As prices in other centres continued to climb, so too would prices in Otorohanga and Te Kuiti, so long as supply came through, said McGrath.
However, the average price had dropped thanks to a large number of farm sales pushing up prices in 2014.
As for what was behind the growth in prices, McGrath said the “Auckland market has been controlling all of our markets”.
Even if it slowed down, he expected that growth to keep impacting all three towns for some time to come.
L.J. Hooker Morrinsville business owner Dave Young said the spring had been “extremely strong” for the town, with plenty of interest from Aucklanders, and short supply, keeping prices high.
While “it’s not a bonfire anymore…there are still plenty of hot embers,” he said.
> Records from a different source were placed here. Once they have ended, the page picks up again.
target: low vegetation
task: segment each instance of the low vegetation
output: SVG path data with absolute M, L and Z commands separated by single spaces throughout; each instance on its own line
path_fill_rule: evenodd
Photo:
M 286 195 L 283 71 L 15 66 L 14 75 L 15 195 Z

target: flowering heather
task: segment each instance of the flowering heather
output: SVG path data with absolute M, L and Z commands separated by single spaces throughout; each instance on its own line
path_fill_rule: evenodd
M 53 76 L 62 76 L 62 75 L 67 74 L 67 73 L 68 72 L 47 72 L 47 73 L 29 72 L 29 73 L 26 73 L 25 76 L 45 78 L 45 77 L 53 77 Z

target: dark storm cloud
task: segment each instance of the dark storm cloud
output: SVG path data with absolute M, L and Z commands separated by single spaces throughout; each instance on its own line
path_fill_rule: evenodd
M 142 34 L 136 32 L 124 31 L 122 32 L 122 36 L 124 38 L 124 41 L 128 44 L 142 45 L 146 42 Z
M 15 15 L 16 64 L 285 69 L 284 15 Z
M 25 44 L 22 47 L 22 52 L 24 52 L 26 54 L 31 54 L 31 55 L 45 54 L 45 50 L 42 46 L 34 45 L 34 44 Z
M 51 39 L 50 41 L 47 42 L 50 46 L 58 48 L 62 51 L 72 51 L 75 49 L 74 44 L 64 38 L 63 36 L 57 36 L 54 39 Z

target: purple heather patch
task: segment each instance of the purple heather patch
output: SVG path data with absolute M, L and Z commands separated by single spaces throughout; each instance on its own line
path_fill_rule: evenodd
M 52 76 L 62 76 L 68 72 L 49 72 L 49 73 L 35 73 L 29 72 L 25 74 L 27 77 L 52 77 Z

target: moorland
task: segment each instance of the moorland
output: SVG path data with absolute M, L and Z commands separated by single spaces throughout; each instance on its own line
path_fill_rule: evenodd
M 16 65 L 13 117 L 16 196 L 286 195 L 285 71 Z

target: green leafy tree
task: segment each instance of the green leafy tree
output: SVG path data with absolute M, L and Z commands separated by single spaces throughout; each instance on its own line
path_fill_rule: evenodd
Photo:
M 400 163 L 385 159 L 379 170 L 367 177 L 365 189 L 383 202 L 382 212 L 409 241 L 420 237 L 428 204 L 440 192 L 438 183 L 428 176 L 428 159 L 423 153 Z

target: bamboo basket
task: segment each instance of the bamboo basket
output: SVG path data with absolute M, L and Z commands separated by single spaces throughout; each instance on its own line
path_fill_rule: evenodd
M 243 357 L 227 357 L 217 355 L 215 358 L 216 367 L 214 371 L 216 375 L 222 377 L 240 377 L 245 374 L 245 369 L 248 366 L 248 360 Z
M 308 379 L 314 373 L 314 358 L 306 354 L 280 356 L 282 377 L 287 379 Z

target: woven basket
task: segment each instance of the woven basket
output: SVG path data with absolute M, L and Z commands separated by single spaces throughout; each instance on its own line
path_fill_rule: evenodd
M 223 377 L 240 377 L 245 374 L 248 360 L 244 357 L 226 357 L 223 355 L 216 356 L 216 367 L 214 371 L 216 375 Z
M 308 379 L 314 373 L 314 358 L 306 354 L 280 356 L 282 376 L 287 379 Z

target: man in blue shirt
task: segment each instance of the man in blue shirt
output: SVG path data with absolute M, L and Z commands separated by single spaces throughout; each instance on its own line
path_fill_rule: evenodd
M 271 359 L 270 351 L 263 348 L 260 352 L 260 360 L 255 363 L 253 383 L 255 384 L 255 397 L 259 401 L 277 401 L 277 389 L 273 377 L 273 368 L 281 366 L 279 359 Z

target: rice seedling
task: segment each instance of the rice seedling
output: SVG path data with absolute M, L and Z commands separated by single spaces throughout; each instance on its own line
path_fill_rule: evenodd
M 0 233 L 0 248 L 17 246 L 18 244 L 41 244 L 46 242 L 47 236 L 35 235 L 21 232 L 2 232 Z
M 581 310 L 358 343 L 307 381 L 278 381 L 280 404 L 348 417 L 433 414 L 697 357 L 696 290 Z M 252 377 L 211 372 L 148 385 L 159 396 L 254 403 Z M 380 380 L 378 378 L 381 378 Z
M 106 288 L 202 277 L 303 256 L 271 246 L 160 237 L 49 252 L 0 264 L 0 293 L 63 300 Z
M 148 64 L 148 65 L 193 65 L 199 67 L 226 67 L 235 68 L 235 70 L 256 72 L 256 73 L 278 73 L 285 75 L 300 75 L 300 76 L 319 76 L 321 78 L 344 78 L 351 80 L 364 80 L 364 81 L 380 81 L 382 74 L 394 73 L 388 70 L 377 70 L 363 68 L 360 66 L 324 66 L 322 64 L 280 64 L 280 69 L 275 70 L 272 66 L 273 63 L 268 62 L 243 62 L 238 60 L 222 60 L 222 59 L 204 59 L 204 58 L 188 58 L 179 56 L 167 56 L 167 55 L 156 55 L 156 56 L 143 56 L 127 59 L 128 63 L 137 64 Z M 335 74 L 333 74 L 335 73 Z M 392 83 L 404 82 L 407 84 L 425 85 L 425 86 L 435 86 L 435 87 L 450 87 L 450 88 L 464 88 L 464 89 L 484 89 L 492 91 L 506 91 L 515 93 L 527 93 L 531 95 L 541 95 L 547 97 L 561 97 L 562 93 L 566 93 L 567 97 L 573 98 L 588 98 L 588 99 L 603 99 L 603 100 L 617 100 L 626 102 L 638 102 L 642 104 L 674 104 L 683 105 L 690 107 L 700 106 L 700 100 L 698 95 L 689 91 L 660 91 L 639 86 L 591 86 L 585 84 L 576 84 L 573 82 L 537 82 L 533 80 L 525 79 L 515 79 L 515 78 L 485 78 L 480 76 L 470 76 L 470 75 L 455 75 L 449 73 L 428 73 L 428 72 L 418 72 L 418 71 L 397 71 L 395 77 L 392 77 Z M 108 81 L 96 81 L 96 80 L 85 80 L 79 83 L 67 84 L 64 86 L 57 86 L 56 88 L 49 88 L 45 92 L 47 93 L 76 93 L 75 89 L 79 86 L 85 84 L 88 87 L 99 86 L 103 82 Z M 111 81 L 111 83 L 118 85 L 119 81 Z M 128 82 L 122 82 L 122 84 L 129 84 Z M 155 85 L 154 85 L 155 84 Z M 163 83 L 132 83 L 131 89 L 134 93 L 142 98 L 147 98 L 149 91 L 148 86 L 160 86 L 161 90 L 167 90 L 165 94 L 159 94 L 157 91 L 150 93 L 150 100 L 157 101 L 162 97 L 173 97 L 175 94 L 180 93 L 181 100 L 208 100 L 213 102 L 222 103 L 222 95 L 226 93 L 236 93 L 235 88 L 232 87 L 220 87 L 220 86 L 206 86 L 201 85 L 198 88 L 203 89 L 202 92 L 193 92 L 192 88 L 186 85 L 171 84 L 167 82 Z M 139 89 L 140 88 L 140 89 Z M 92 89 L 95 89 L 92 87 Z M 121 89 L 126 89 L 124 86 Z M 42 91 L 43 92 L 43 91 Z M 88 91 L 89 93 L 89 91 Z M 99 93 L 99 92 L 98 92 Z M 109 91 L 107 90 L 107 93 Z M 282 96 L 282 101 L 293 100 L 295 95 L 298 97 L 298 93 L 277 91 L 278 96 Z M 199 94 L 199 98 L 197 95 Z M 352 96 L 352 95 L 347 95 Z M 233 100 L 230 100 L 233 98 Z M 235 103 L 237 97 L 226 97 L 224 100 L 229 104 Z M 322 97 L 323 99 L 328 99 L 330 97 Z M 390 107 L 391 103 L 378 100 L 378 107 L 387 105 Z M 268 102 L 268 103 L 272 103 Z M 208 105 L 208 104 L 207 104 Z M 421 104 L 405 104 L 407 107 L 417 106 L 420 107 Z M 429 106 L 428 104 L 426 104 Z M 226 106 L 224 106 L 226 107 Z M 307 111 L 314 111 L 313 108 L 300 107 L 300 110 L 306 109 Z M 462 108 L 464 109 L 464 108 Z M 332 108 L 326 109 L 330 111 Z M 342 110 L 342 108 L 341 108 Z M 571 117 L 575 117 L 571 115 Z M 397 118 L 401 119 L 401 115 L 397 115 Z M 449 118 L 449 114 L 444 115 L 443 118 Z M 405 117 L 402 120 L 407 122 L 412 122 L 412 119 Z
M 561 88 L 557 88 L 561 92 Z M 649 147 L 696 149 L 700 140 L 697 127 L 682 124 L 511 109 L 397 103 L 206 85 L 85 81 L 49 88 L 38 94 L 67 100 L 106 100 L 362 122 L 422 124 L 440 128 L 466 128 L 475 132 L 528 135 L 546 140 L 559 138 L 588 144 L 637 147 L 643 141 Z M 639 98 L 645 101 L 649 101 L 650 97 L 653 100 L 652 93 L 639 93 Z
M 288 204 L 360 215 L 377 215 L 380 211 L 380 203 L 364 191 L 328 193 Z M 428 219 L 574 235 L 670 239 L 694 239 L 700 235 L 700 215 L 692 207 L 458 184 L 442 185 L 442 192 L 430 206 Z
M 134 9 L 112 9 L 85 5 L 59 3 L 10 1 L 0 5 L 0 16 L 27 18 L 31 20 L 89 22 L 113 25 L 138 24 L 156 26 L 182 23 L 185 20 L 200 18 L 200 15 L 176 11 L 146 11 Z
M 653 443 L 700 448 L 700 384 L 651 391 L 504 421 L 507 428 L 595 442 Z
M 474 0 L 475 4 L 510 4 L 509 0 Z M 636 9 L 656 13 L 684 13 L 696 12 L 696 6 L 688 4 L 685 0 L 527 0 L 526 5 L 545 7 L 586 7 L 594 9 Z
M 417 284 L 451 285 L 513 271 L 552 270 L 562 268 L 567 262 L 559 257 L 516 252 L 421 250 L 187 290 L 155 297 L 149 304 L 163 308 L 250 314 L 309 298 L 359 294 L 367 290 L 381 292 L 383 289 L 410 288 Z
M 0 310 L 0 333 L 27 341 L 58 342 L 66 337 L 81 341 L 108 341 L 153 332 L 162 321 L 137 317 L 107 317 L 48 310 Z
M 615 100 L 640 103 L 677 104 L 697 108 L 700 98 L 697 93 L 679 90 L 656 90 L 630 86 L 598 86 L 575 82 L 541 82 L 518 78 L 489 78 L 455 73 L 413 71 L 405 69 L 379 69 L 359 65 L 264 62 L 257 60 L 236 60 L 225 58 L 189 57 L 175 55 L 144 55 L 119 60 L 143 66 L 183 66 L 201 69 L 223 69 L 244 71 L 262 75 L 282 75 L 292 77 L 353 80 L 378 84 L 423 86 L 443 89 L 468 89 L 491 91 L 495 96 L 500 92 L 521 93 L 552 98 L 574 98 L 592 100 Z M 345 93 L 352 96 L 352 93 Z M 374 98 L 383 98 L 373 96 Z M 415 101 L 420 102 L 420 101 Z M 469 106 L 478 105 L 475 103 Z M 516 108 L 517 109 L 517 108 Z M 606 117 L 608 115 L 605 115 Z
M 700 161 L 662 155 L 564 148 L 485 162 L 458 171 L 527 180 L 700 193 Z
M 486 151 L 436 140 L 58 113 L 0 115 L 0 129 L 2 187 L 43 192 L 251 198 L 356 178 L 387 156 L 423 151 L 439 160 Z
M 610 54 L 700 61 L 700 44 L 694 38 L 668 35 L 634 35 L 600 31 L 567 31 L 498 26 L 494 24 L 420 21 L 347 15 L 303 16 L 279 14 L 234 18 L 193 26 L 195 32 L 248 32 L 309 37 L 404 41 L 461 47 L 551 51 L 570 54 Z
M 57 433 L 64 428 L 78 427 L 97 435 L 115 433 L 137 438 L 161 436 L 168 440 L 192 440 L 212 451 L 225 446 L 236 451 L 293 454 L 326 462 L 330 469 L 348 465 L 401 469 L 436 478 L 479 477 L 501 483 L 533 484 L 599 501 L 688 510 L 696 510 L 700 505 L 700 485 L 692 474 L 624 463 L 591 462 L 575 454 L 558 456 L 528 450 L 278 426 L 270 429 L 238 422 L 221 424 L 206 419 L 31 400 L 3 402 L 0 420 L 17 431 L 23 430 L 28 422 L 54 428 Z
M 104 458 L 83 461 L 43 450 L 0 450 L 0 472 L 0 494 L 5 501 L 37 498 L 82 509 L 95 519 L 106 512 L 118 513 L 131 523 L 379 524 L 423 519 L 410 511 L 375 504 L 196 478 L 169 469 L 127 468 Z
That would see prices remain high heading into the new year, Young predicted, particularly if stock remained tight.
The new motorway, low interest rates and the relaxing of lending rules were all impacting the market in Morrinsville.
He said the market was “probably the best I have seen it” in 15 years in real estate.
Professionals Cambridge business owner Ian Brookes said the Cambridge market had been “very good, other than getting listings”.
“The biggest problem is anyone selling, they have to replace their property and there’s not a lot…there’s a dire shortage of properties to buy and build on.”
He said while demand from Auckland had slowed down, Hamiltonians were now in the market and that was keeping it moving, although “not quite as much as it has been”.
Currently, he said a buyer would struggle to find anything under $200,000 in the town, and any well-priced, well-presented property was flying off the shelves.
He said the currently property boom was “probably better than what the 2007 property boom was”.